与将 CA 证书添加到git的捆绑ca-bundle.crt文件相比,这是一个更强大的解决方案,因为该文件将在您下次更新git时被覆盖。
回答by Clockwork-Muse
This error is also commonly hit when you're on a corporate network that performs MITM on all traffic, and then blocks the revocation check. While, obviously, the ideal situation is to not block the checks (or at least, to a whitelist of urls), it may be required to work around this problem.
当您在对所有流量执行 MITM 然后阻止吊销检查的公司网络上时,通常也会遇到此错误。显然,理想的情况是不阻止检查(或至少阻止 url 的白名单),但可能需要解决此问题。
One option is, as in the first part of Mike's answer, using the OpenSSL bindings instead. While this works, it requires manual maintenance of the certificate lists, which may not be practical in extreme situations (say, new root certs issued every day, although this is unlikely).
一种选择是,如 Mike 回答的第一部分,改用 OpenSSL 绑定。

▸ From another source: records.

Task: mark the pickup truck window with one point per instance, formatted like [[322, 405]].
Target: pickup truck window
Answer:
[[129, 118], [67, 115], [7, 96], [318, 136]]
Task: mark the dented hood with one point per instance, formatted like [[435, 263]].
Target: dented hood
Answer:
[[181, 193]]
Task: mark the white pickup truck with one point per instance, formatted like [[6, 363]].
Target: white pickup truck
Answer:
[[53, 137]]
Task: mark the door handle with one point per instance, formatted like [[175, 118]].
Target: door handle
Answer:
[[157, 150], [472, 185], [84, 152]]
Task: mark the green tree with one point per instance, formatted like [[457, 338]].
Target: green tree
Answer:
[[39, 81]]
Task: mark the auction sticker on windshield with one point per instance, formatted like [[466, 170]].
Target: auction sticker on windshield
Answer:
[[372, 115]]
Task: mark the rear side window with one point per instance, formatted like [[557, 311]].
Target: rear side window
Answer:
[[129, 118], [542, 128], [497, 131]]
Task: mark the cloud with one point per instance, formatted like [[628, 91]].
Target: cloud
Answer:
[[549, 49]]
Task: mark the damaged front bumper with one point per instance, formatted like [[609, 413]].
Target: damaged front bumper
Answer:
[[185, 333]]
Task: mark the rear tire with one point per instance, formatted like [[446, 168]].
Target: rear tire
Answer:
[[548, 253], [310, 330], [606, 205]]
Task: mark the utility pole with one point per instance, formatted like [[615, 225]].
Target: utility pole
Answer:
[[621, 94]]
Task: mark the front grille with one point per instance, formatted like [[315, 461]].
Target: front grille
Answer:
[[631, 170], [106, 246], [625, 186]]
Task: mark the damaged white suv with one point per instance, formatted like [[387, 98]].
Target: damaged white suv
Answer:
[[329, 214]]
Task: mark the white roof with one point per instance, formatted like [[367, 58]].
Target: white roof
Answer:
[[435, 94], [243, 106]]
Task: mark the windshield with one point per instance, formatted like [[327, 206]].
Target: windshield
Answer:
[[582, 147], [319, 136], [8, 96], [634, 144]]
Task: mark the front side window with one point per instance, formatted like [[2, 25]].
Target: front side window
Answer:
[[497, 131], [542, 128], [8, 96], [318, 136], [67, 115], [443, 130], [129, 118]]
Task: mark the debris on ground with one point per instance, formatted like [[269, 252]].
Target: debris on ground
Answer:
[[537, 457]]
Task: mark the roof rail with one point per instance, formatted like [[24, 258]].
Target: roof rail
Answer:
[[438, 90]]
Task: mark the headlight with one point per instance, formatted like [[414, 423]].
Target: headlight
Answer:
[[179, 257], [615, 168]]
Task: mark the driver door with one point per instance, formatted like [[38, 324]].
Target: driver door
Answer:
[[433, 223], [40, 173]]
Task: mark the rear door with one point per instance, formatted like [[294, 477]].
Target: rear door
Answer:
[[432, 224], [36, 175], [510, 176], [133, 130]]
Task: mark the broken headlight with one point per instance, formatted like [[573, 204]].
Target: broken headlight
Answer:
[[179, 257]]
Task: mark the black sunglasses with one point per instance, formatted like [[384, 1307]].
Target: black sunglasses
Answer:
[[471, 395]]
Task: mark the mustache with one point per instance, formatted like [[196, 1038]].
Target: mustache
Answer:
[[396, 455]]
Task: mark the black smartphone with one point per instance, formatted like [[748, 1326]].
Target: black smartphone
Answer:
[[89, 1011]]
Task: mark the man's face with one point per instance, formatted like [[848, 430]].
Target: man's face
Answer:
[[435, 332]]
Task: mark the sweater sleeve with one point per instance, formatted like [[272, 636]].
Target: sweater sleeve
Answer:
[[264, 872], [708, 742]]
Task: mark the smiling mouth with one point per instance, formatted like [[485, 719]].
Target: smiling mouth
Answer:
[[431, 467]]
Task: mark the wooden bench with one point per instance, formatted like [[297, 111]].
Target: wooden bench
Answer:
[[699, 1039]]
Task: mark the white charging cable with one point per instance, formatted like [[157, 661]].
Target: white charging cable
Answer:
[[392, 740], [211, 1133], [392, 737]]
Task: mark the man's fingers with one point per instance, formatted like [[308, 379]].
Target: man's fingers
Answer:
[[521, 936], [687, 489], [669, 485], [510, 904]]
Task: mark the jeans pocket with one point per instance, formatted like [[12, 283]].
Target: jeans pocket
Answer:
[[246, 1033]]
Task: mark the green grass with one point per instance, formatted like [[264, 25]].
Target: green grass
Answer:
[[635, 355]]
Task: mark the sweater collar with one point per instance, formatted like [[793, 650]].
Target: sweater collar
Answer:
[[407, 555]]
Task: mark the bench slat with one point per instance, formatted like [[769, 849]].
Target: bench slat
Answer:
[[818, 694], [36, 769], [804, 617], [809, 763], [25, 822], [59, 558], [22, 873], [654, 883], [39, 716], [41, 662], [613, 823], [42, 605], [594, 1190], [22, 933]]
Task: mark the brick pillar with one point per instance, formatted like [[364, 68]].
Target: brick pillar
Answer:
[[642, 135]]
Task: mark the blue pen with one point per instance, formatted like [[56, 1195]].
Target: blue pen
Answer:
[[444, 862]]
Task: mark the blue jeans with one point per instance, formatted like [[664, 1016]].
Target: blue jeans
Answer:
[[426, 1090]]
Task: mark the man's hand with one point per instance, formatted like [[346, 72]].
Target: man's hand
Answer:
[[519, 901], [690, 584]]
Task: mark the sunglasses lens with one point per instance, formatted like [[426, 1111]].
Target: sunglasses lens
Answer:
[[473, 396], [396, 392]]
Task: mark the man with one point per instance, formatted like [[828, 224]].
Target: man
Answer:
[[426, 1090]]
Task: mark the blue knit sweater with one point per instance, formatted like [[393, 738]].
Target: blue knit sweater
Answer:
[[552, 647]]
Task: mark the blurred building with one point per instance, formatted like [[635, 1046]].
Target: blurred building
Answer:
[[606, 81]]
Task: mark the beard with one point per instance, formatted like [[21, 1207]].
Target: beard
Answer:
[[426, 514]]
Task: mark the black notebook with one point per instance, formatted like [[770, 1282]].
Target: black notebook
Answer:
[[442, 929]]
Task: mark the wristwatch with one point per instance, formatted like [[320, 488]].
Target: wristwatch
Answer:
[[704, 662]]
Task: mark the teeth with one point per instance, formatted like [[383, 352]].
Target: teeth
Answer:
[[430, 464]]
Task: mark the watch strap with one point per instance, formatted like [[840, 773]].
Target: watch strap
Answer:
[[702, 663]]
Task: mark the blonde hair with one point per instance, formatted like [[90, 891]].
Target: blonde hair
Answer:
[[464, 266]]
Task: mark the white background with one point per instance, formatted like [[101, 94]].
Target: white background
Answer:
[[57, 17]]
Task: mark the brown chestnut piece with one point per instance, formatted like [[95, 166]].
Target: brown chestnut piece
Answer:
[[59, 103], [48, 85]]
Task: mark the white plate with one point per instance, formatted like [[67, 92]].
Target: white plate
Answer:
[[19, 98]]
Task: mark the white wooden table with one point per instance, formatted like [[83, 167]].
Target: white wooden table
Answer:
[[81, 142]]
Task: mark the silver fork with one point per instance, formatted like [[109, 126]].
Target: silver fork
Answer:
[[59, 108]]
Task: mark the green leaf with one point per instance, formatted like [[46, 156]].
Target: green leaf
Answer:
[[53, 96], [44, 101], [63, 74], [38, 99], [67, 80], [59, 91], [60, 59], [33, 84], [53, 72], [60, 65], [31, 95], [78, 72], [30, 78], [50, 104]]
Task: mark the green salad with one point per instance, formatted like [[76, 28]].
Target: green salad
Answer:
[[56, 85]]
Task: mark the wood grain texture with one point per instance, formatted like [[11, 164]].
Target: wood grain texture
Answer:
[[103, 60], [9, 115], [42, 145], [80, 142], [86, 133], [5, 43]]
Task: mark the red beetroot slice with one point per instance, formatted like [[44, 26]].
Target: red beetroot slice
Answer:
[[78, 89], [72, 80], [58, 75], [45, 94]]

虽然这有效,但它需要手动维护证书列表,这在极端情况下可能不切实际(例如,每天发布新的根证书,尽管这不太可能)。
The other option, akin to the second part of Mike's answer, is disabling revocation checking.
Recent versions, 2.19 and above, of git-for-windows provides an http.schannelCheckRevokesetting:
另一个选项,类似于 Mike 答案的第二部分,是禁用吊销检查。
git-for-windows 的最新版本 2.19 及更高版本提供了一个http.schannelCheckRevoke设置:
Used to enforce or disable certificate revocation checks in cURL when http.sslBackend is set to "schannel". Defaults to
trueif unset. Only necessary to disable this if Git consistently errors and the message is about checking the revocation status of a certificate. This option is ignored if cURL lacks support for setting the relevant SSL option at runtime.
当 http.sslBackend 设置为“schannel”时,用于在 cURL 中强制或禁用证书吊销检查。
true如果未设置,则默认为。仅当 Git 持续出错并且消息是关于检查证书的吊销状态时才需要禁用此功能。如果 cURL 不支持在运行时设置相关 SSL 选项,则忽略此选项。
... so you can simply disable checking for revocation in the first place:git config --global http.schannelCheckRevoke false
...因此您可以简单地首先禁用对吊销的检查:git config --global http.schannelCheckRevoke false
Note that, unlike disabling SSL entirely, this is not inherently less secure than using Mike's answer for specific repositories: if you capture and configure an empty revocation list (the usual case), you have effectively disabled revocation checking. Disabling revocation checking only becomes a risk in the case of private-key compromise(at some point in the chain), which is rare and difficult.
请注意,与完全禁用 SSL 不同,这在本质上并不比对特定存储库使用 Mike 的答案更安全:如果您捕获并配置一个空的吊销列表(通常情况下),您实际上已禁用吊销检查。 禁用撤销检查只会在私钥泄露(在链中的某个点)的情况下成为一种风险,这种情况很少见且困难。
Note, also, that in a corporate MITM setting, revocation checking is being performed for you: no proxy worth using would issue a cert for an invalid or (known) compromised certificate.
另请注意,在企业 MITM 设置中,正在为您执行吊销检查:没有值得使用的代理会为无效或(已知)受损证书颁发证书。